Um dos eventos que o prof. Reynaldo gostava era a Jornada que ocorria nos mês de outubro na faculdade. Evento tradicional e principal da faculdade, o prof. Reynaldo não deixava por menos e participava em alto estilo. Na cerimônia de abertura estava sempre bem vestido e acompanhado de uma bela mulher, que dizia se sua namorada. Depois soubemos que se tratava de uma scort girl que ele contratava para ser sua acompanhante...
Outro fato interessante era o motorista particular dele. Era um negão muito sério. que levava o jaleco e a mala dele para a sala. Eles faziam uma tremenda coreografia ao chegar na faculdade, típica de um filme. Era diferente e engraçado ver aquela cena. coisas do prof. Reynaldo...
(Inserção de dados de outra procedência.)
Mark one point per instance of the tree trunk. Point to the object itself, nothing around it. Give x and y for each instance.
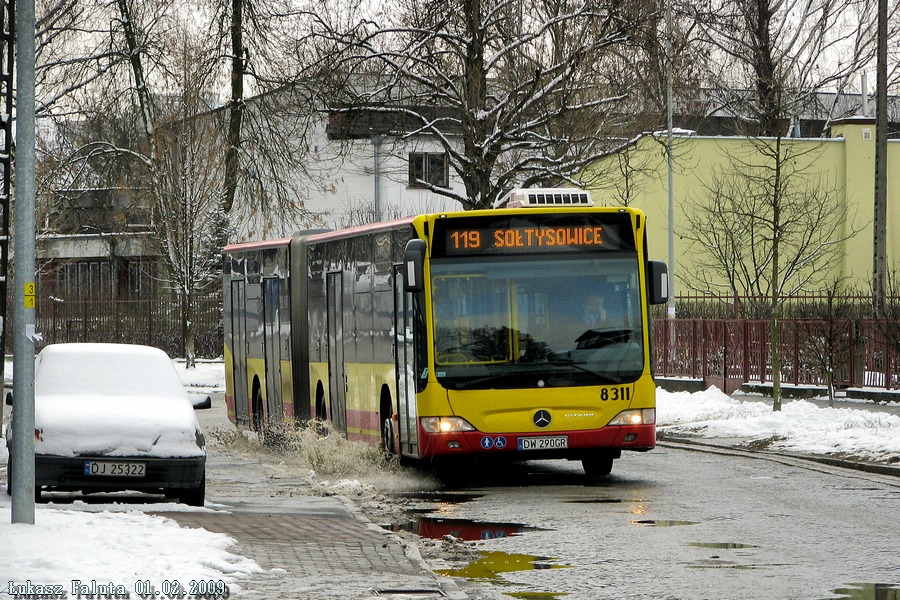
(236, 105)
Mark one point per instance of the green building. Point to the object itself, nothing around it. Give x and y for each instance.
(723, 190)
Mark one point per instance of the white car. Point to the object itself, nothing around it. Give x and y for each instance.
(112, 417)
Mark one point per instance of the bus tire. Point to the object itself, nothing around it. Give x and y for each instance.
(387, 437)
(597, 465)
(258, 421)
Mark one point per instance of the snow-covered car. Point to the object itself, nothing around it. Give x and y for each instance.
(111, 417)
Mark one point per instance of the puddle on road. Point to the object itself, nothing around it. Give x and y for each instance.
(869, 591)
(492, 564)
(662, 523)
(721, 545)
(442, 497)
(464, 529)
(607, 501)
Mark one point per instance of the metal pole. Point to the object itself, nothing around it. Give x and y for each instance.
(24, 290)
(377, 140)
(879, 237)
(670, 311)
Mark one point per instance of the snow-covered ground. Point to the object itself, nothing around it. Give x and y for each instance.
(800, 426)
(120, 543)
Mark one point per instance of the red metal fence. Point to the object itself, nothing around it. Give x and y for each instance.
(860, 353)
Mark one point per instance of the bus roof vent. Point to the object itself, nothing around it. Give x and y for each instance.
(545, 197)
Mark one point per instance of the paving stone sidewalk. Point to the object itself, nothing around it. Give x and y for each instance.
(308, 546)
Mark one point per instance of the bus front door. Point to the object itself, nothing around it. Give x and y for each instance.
(272, 349)
(337, 376)
(404, 351)
(239, 352)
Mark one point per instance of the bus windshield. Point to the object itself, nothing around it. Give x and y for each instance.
(502, 322)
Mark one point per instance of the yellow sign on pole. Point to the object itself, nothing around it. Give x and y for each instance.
(28, 295)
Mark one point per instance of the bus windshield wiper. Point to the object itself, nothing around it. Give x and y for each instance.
(568, 362)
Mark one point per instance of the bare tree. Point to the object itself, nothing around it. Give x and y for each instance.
(785, 52)
(770, 58)
(772, 226)
(188, 216)
(517, 93)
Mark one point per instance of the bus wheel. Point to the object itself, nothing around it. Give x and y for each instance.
(387, 437)
(597, 465)
(258, 421)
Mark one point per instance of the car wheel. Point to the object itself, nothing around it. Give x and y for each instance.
(194, 496)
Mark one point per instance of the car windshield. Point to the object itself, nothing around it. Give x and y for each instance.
(554, 321)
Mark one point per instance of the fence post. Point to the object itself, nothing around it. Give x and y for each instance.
(745, 365)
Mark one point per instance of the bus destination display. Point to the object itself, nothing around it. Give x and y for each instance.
(463, 236)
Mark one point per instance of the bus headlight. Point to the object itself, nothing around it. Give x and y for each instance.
(636, 416)
(445, 424)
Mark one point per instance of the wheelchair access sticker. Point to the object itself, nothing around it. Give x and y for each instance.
(488, 442)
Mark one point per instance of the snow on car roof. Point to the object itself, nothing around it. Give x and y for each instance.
(101, 369)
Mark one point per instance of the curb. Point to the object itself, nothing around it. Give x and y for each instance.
(866, 467)
(447, 586)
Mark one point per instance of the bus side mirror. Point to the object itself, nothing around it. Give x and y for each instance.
(414, 266)
(657, 282)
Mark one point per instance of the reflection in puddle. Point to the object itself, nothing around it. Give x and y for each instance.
(605, 501)
(442, 497)
(659, 523)
(869, 591)
(464, 529)
(492, 564)
(721, 545)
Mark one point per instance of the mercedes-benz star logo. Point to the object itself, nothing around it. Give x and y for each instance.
(542, 418)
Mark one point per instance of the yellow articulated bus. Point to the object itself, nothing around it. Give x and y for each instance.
(521, 332)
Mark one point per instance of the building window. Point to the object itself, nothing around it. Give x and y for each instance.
(429, 169)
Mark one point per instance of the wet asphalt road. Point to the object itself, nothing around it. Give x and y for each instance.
(678, 523)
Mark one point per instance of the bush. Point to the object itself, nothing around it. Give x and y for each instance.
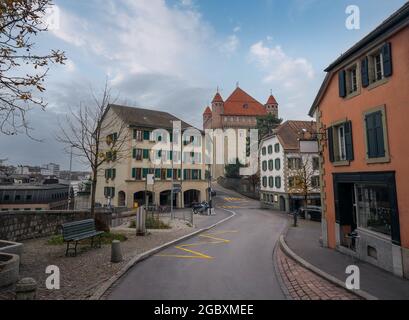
(106, 238)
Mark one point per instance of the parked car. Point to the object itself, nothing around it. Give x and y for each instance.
(313, 213)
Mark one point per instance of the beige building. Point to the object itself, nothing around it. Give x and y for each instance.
(122, 181)
(239, 111)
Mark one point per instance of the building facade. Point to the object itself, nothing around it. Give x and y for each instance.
(289, 171)
(239, 111)
(362, 114)
(122, 180)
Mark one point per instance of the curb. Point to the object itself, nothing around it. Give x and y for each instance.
(360, 293)
(97, 295)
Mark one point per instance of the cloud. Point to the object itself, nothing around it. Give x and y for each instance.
(291, 73)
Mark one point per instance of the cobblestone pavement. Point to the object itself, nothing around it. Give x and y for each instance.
(302, 284)
(82, 275)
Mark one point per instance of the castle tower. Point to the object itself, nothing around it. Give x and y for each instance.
(272, 106)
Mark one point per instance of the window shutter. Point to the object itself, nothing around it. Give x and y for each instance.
(387, 59)
(365, 72)
(349, 147)
(330, 137)
(342, 84)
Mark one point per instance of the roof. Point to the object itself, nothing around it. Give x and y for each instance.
(396, 21)
(290, 132)
(147, 118)
(28, 186)
(241, 103)
(217, 98)
(272, 100)
(208, 111)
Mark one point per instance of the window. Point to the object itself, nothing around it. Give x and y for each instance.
(374, 208)
(315, 163)
(109, 192)
(146, 154)
(315, 182)
(377, 65)
(146, 135)
(294, 163)
(137, 154)
(271, 182)
(278, 164)
(264, 182)
(340, 145)
(278, 182)
(138, 135)
(375, 135)
(352, 80)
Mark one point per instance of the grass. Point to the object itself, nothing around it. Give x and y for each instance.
(152, 223)
(106, 238)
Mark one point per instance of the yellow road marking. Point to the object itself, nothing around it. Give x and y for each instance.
(196, 254)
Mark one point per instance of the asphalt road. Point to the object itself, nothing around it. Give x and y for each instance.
(232, 261)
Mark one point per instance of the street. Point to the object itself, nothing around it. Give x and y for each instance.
(232, 261)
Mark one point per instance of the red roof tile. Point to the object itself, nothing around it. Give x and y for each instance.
(217, 98)
(242, 104)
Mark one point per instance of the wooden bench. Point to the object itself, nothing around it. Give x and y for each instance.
(80, 230)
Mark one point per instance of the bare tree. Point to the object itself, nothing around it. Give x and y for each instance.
(95, 136)
(22, 72)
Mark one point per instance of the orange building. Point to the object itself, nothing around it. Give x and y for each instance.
(362, 111)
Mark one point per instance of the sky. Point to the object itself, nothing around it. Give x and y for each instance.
(172, 55)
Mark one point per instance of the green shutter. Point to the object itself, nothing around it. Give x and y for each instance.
(365, 72)
(348, 141)
(146, 135)
(145, 153)
(387, 59)
(330, 136)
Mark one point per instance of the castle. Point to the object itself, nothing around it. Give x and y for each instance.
(239, 111)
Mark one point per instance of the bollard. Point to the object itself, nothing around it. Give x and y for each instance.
(26, 289)
(116, 253)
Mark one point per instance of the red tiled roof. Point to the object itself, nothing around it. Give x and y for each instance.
(242, 104)
(217, 98)
(272, 100)
(208, 111)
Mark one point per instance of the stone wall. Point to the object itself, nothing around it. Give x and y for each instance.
(24, 225)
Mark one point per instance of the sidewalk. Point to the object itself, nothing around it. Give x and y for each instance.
(304, 241)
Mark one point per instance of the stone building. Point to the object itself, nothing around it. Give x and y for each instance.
(239, 111)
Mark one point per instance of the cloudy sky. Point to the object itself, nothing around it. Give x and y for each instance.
(171, 55)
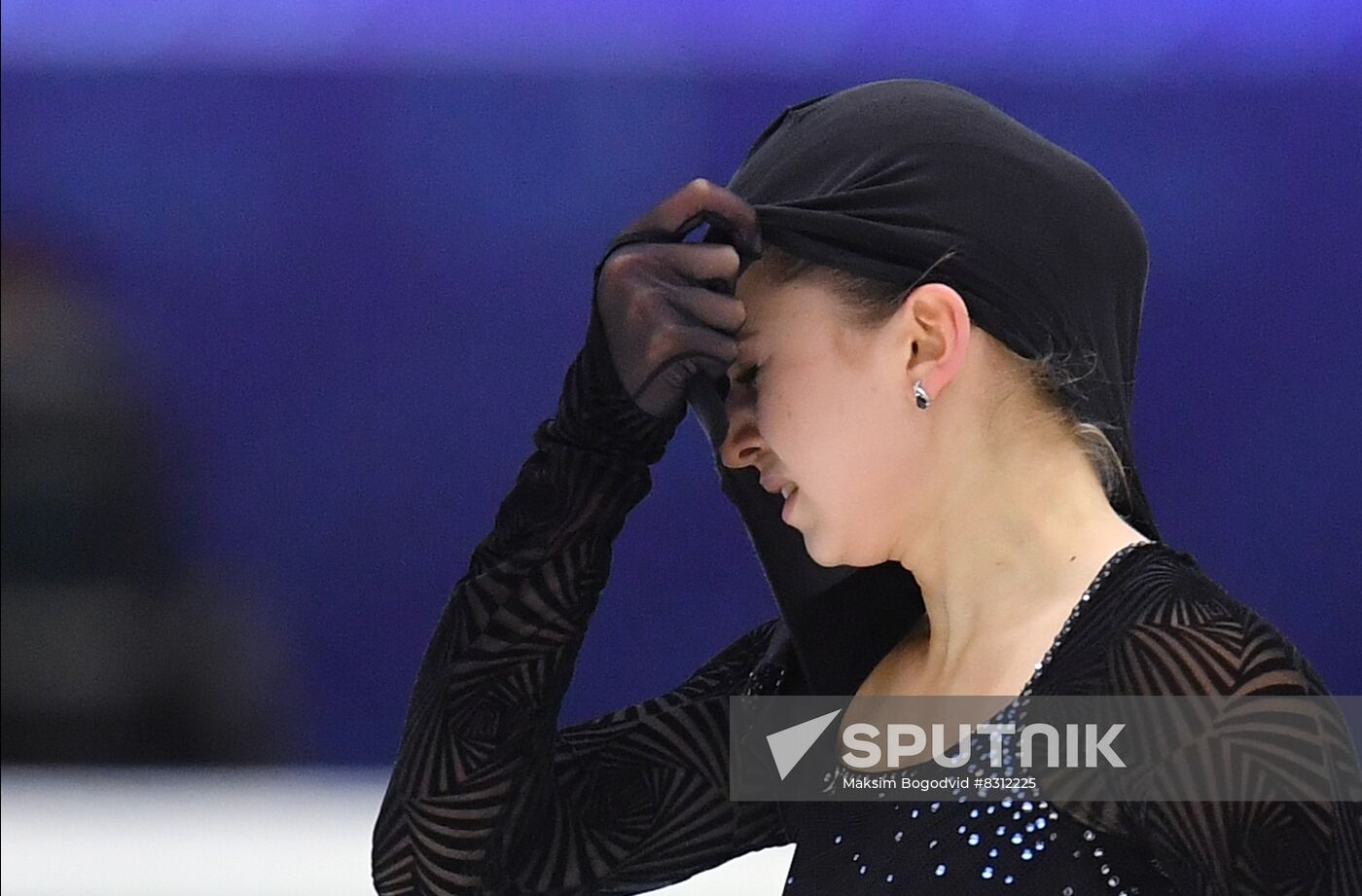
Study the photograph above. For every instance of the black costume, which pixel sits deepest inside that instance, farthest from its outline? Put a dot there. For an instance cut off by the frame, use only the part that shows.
(489, 797)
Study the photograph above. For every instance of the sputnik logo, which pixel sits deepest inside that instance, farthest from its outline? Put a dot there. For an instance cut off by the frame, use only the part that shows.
(789, 745)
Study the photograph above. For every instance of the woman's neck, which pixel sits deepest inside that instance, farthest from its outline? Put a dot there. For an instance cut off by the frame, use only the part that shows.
(1008, 556)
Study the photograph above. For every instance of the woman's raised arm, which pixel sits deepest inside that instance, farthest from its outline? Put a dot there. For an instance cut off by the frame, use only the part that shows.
(486, 796)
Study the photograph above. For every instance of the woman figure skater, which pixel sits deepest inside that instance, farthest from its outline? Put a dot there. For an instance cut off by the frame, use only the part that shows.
(910, 334)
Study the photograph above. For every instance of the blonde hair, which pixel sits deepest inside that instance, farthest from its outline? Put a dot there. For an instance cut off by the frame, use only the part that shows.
(871, 303)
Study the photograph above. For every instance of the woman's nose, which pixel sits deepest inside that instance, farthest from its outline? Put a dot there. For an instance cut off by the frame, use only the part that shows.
(742, 442)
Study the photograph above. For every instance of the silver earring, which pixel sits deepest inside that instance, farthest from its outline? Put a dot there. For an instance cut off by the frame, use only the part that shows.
(921, 394)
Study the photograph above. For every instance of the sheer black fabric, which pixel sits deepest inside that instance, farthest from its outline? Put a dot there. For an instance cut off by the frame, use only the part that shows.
(487, 797)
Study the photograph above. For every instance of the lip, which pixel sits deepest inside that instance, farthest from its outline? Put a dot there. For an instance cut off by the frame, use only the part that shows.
(772, 484)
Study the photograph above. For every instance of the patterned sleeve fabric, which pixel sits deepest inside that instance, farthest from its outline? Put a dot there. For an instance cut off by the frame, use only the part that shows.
(1192, 639)
(486, 796)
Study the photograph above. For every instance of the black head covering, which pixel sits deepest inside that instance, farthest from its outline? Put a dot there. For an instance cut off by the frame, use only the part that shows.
(915, 181)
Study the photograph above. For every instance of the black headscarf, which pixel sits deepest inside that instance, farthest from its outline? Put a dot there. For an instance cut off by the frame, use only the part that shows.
(915, 181)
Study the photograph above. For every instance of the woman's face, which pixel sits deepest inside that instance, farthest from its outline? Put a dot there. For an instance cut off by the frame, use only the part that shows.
(831, 411)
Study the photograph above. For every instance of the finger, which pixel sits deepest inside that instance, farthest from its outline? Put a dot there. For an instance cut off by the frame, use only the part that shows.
(704, 346)
(698, 262)
(708, 308)
(704, 201)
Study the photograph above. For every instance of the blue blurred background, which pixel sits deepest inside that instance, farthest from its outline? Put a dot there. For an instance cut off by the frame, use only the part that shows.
(289, 285)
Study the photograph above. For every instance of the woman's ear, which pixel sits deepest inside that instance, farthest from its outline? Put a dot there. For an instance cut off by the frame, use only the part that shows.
(935, 331)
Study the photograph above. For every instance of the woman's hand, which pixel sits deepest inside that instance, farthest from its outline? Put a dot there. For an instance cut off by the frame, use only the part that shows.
(666, 305)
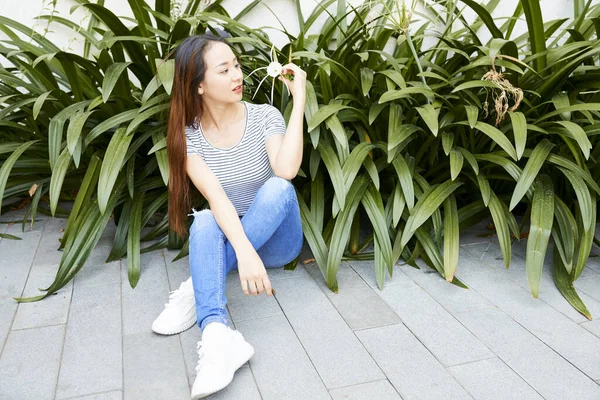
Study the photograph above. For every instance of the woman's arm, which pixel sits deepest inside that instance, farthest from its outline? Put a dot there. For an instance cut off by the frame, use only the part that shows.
(253, 275)
(289, 157)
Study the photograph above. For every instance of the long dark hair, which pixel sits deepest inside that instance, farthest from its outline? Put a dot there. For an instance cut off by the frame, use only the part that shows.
(185, 106)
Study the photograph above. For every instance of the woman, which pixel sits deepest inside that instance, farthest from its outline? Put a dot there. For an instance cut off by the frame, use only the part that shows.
(241, 157)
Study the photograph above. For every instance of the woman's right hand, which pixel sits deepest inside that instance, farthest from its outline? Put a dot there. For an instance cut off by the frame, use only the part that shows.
(253, 274)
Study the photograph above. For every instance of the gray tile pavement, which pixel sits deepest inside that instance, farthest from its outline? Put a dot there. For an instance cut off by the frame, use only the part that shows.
(419, 338)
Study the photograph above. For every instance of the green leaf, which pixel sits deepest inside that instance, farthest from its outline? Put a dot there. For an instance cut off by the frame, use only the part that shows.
(429, 115)
(39, 102)
(561, 100)
(144, 115)
(113, 73)
(519, 125)
(76, 124)
(341, 230)
(564, 232)
(542, 215)
(584, 247)
(579, 135)
(497, 136)
(335, 172)
(399, 133)
(474, 84)
(501, 225)
(470, 159)
(456, 162)
(339, 133)
(366, 80)
(451, 238)
(537, 36)
(133, 240)
(447, 142)
(373, 206)
(8, 164)
(58, 176)
(398, 205)
(166, 72)
(426, 206)
(323, 113)
(472, 115)
(150, 89)
(564, 284)
(111, 166)
(484, 188)
(109, 123)
(391, 95)
(533, 166)
(406, 180)
(374, 111)
(354, 162)
(584, 198)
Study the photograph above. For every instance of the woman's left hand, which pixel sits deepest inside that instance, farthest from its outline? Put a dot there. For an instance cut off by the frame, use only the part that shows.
(298, 85)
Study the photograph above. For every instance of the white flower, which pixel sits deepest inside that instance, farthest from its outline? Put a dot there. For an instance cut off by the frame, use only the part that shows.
(274, 69)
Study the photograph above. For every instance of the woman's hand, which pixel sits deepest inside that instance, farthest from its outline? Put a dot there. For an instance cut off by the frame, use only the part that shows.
(298, 85)
(253, 275)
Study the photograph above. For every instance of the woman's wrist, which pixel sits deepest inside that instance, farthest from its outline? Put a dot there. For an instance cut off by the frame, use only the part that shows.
(299, 100)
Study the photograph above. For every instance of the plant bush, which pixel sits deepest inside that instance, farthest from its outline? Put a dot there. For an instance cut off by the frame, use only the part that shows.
(422, 140)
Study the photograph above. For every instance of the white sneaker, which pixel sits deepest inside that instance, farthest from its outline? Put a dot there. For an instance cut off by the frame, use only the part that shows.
(220, 353)
(179, 313)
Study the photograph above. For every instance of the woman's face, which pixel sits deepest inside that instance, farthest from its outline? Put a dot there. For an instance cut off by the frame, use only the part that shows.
(223, 79)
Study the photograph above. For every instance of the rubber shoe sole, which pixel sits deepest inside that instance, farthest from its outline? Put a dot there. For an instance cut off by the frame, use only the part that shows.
(245, 353)
(175, 330)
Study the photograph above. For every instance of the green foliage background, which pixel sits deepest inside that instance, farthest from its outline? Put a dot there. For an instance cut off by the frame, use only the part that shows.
(407, 137)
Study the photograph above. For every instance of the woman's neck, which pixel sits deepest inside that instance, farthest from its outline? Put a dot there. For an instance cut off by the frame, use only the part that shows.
(218, 117)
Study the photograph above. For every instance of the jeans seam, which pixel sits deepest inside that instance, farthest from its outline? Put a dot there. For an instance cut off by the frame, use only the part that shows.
(221, 242)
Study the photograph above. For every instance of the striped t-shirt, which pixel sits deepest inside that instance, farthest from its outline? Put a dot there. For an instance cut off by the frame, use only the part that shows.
(243, 168)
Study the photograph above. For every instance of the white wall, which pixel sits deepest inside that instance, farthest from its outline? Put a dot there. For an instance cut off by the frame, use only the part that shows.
(25, 12)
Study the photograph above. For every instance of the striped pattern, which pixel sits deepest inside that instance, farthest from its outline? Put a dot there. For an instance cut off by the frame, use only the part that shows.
(243, 168)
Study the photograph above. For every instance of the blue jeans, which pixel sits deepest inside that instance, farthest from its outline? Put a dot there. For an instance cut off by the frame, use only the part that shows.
(272, 225)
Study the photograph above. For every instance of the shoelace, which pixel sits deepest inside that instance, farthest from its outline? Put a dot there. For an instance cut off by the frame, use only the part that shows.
(209, 353)
(175, 297)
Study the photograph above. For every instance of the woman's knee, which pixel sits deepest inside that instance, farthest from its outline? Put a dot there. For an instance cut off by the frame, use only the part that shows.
(204, 220)
(278, 189)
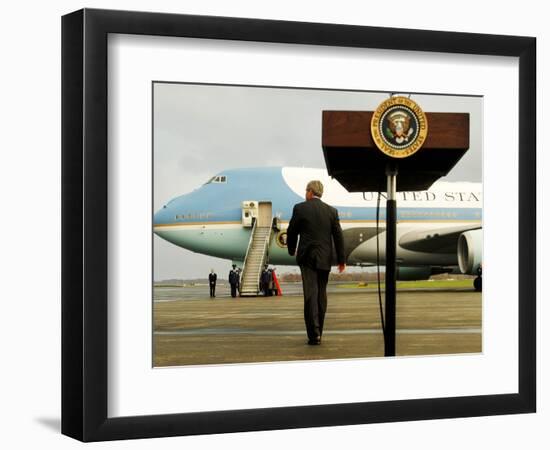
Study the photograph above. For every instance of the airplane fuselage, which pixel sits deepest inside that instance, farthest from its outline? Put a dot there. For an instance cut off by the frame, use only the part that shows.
(210, 220)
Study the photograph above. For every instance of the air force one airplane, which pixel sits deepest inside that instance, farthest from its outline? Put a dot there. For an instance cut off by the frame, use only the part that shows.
(242, 215)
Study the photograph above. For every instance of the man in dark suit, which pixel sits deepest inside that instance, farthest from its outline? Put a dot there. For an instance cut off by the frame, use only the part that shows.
(318, 226)
(212, 277)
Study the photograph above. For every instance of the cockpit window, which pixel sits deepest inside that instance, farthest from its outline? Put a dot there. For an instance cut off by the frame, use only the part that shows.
(217, 179)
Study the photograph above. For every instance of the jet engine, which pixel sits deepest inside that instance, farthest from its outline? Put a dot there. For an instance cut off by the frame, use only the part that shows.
(470, 251)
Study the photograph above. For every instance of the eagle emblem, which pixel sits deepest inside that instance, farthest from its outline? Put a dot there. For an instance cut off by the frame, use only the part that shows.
(399, 127)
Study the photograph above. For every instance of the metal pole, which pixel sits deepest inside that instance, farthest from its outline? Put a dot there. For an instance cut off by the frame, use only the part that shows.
(391, 224)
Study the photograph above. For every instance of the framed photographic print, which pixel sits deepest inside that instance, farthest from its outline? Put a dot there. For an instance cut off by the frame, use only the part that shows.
(187, 141)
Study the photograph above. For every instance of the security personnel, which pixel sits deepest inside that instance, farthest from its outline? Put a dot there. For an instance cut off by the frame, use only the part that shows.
(212, 277)
(265, 278)
(234, 280)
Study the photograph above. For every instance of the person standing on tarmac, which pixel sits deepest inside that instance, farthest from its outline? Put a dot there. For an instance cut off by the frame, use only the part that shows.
(234, 280)
(318, 227)
(212, 277)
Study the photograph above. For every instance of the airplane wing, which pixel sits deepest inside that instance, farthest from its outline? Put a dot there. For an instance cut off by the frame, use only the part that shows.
(438, 240)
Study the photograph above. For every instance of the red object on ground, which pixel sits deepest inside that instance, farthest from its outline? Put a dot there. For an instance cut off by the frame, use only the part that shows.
(277, 285)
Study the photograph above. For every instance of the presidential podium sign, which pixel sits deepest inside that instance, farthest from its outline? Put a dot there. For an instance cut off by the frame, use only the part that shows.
(358, 145)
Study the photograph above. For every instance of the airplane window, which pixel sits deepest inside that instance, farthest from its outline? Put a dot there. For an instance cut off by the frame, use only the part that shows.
(217, 179)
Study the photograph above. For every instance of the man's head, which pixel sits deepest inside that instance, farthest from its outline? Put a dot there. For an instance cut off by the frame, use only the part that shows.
(314, 189)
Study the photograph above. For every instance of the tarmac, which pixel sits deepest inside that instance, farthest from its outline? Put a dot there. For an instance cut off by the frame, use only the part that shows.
(192, 329)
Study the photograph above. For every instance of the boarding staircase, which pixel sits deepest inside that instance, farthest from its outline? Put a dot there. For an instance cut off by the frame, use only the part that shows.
(256, 257)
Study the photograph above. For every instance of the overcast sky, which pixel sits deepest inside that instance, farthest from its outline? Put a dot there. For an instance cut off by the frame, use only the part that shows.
(200, 130)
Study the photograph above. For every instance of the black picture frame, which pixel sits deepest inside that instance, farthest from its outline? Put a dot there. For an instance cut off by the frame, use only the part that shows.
(84, 224)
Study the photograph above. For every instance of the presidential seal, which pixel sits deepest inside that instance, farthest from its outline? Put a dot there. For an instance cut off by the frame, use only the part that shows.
(399, 127)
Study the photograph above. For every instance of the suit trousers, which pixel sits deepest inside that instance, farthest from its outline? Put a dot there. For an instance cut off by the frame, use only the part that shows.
(314, 282)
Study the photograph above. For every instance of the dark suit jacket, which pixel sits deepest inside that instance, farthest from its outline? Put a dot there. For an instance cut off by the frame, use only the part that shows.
(318, 226)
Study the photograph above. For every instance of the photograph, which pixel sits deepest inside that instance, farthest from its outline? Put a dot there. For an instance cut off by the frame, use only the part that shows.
(264, 252)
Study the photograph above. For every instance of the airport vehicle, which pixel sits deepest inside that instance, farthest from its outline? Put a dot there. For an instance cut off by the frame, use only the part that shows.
(242, 215)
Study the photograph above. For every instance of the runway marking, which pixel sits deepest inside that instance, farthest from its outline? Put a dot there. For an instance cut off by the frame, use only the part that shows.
(219, 331)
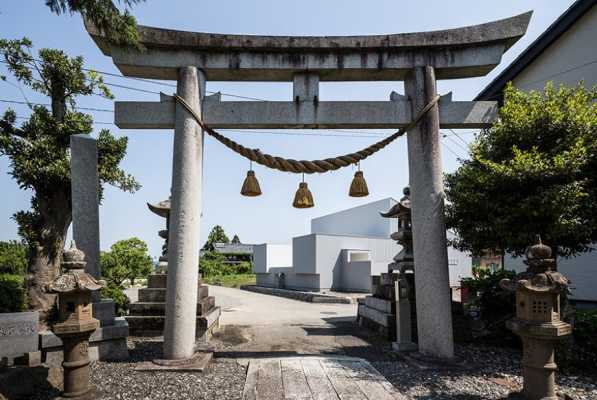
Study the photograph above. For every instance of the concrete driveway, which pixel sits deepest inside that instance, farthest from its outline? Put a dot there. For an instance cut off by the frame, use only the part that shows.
(240, 307)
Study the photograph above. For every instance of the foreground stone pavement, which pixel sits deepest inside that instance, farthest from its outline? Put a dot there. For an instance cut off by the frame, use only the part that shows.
(495, 372)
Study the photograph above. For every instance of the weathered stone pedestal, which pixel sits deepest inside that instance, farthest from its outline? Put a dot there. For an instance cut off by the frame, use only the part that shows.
(76, 323)
(537, 320)
(378, 311)
(146, 316)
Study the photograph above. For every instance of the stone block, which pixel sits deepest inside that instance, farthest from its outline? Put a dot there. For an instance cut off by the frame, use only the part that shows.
(18, 334)
(381, 323)
(104, 311)
(155, 308)
(152, 295)
(379, 317)
(388, 278)
(107, 343)
(30, 359)
(153, 325)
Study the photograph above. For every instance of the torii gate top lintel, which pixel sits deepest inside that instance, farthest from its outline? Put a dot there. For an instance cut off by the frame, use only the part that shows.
(417, 58)
(454, 53)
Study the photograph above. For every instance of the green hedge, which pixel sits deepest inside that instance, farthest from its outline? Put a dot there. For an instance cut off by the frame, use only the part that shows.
(216, 264)
(116, 293)
(13, 296)
(13, 258)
Por fim ele foi convidado para ser o presidente de uma edição da Jornada. Já estava formado, mas fui convidado para ser seu secretário executivo. Na época os alunos fizeram oposição e o diretório acadêmico decidiu boicotar a Jornada. Atitudes babacas típicas da tradição grevista da UFF (que fazia greve onde nenhuma outra universidade achava necessária), pois não havia motivo para tal. Colocaram uma faixa com os dizeres "jornada das estrelas", parafraseando o filme de mesmo nome. Mas nem por isso o prof. Reynaldo deixou de brilhar. Organizamos um evento fantástico com uma linda cerimônia de abertura e as atividades transcorreram sem maiores problemas. Nos divertimos muito. Ele se sentia o máximo, o comandante. Eu era o seu imediato organizando e supervisionado para que tudo saísse em ordem. Na verdade quem me fez esse convite foi o diretor da faculdade, prof. Raul Feres, pois já tinha sido presidente e participado da organização por várias edições. Tinha experiência de comando e conhecia os bastidores do eventos como ninguém. Ele achou seguro me colocar junto ao prof. Reynaldo para que não saísse nada de errado. E tudo foi muito bom. Por fim fomos fazer uma prestação de contas. Preparei os relatórios, mas me atrasei um pouco. Meu consultório era no Rio e para Niterói era uma viagem demorada. Ao chegar, já estava com o relatório pronto e com as transparências para o prof. Reynaldo apresentar. Tudo muito bem feito e bonito. Até que um prof. Nelson Mucha, que até hoje o considero um grande babaca, fez uma crítica depreciativa ao trabalho do prof. Reynaldo insinuando que houve desvio de verba. Na mesma hora o prof. Reynaldo deixou seu lado metrossexual de lado e partiu pra cima do zé mané e meteu a porrada nele. Rapidamente a "turma do deixa disso" interviu e não aconteceu algo pior. O prof. Reynaldo não admitiu que questionasse a integridade dele e fez muito bem dar um tapa na cara daquele babaca arrogante...
Bem, esse é o prof. Reynaldo. Controverso, inteligente e de vanguarda. Ele se aposentou, mas continua na ativa em outros projetos. Deve estar na casa do 80 anos. Nunca mais nos vimos, mas fica minha gratidão e admiração por este grande mestre!